Casi todos los asuntos del fútbol, como casi todos los asuntos de la vida que no pertenecen al fútbol, regresan con insistencia. Se trata del eterno retorno de lo idéntico, en su versión popular. Cada lunes regresan las mismas discusiones sin sentido acerca del arbitraje y su influencia en el resultado de la liga. Cada lunes vuelven las mismas elucubraciones acerca de la crisis de juego del equipo de turno al que se considera en crisis. Cada lunes reaparece el nuevo caso de violencia disparatada que hace replantearse a muchos la perversidad intrínseca del fútbol, cuando tal vez deberían plantearse la intrínseca perversidad ocasional del ser humano.
Por estas fechas, regresa cada año la polémica sobre dónde se debe jugar la final de la Copa del Rey, sobre todo porque durante todos estos últimos años la juegan el Barça, y a veces el Barça y el Athletic de Bilbao, con los ecos sociológicos que ello supone. Esta vez son el Barça y el Alavés. Catalanes y vascos, de nuevo, con las consiguientes monsergas inevitables de naturaleza política: política deportiva y política política, como Juan Ramón Jiménez hablaba de política poética o de ética estética.
El Barça siempre insiste en jugarla en el Bernabéu, para poder ganarla en casa del Madrid, y el Madrid, cada año, se inventa una ridícula excusa de carácter logístico, para que el Barça no pueda ganarla en su casa. Están de obras en los lavabos. Están replantando el césped. Hay un subgénero del chiste de temporada que consiste, en los últimos tiempos, en esperar a ver cuál será la excusa que el Real Madrid le da al Barça para no prestar su estadio.
A mí me parece muy bien que el Madrid no ceda su estadio, como me parece que haría bien el Barça en el caso contrario. Los símbolos son los símbolos en cualquier situación, pero en el caso del fútbol lo son de una manera sustancial, porque se trata de una actividad simbólica por excelencia.
Los once que juegan representan a una colectividad de miles de individuos, de cientos de miles, incluso de millones a veces. Simbolizan y resumen una historia deportiva hecha de victorias y derrotas, de logros y fracasos. Los equipos simbolizan ciudades, se quiera o no, pueblos, autonomías, lenguas, comida regional, paisaje para las vacaciones e incluso condición sociológica a menudo.
Por eso hay que ser celoso de los símbolos, de los lugares, de la historia. No se puede amar el fútbol y no amar lo simbólico, aunque no se sepa lo que los símbolos constituyen. Somos animales simbólicos y simbolizadores, y el que menos simbolizador y simbólico se crea, seguro que en el fondo lo es más que quienes lo aceptan y confiesan.

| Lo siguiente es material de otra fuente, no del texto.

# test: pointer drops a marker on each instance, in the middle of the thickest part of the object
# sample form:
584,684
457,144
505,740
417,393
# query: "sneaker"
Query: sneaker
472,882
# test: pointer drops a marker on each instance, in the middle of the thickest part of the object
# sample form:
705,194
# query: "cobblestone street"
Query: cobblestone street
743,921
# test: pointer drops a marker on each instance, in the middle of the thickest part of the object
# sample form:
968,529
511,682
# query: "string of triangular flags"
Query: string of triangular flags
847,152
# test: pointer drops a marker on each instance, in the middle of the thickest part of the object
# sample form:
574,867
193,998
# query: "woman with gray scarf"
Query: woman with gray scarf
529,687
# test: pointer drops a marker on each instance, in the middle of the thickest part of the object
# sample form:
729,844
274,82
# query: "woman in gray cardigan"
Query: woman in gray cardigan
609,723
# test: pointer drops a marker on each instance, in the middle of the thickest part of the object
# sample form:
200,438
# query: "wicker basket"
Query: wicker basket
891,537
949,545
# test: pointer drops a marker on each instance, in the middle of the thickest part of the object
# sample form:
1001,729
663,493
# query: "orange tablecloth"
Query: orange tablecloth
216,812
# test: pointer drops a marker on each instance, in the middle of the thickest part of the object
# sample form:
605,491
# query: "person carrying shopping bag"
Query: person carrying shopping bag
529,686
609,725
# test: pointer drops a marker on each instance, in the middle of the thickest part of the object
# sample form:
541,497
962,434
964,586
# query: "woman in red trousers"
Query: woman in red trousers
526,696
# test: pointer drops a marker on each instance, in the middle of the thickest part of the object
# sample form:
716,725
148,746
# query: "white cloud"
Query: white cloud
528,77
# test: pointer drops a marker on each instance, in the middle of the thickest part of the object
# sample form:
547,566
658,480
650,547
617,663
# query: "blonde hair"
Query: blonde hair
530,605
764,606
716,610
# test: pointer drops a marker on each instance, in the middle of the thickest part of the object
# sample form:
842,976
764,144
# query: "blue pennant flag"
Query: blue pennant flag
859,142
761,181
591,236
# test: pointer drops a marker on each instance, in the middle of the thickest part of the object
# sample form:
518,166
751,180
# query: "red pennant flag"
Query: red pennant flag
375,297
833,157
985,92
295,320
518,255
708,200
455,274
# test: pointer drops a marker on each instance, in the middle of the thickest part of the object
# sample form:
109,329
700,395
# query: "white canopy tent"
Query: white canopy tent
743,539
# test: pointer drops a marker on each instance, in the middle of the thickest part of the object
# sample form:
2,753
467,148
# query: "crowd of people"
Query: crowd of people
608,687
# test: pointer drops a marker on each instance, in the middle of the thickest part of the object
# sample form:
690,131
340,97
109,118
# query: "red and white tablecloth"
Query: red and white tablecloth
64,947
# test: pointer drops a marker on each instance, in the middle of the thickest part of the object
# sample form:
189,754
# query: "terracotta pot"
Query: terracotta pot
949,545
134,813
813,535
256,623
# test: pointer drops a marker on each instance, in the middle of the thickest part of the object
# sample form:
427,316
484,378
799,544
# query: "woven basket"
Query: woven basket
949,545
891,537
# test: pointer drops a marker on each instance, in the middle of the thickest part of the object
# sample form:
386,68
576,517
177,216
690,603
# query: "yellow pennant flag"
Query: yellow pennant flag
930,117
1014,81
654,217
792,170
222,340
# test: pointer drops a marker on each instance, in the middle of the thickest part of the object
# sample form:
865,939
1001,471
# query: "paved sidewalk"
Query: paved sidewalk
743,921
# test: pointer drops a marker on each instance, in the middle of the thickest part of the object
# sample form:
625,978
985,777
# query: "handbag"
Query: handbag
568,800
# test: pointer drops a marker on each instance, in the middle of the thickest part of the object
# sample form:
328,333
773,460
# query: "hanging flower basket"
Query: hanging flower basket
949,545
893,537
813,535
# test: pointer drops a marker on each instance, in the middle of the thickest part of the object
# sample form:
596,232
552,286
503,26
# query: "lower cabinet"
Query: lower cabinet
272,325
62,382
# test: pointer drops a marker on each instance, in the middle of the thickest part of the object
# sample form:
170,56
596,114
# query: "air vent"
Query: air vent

Lo de ceder tu casa a quien viene a darse el gustazo de refocilarse en ella puede ser buensamaritanismo evangélico, pero no cuadra en el universo de la simbolización futbolística.
Los padres de un amigo mío lo sorprendieron, cuando éramos jovencitos, follando con su novia en la cama del matrimonio, en pleno escándalo de rodeo festivo, con ella encima de él, cabalgándolo y haciendo aspavientos con mucho braceo y muñequeo, como si bailase sevillanas encima de su polla. Parece ser que les montaron un escándalo descomunal y los tiraron de casa a medio vestir.
Y fíjate —me decía él, boquiabierto—, todo el cabreo provenía de haber estado follando en su cama.
Se trataba, aunque no lo supiésemos entonces, de la importancia de los símbolos. De la importancia de mancillarlos o no. De preservarlos o no. Fornicantes animalitos simbólicos.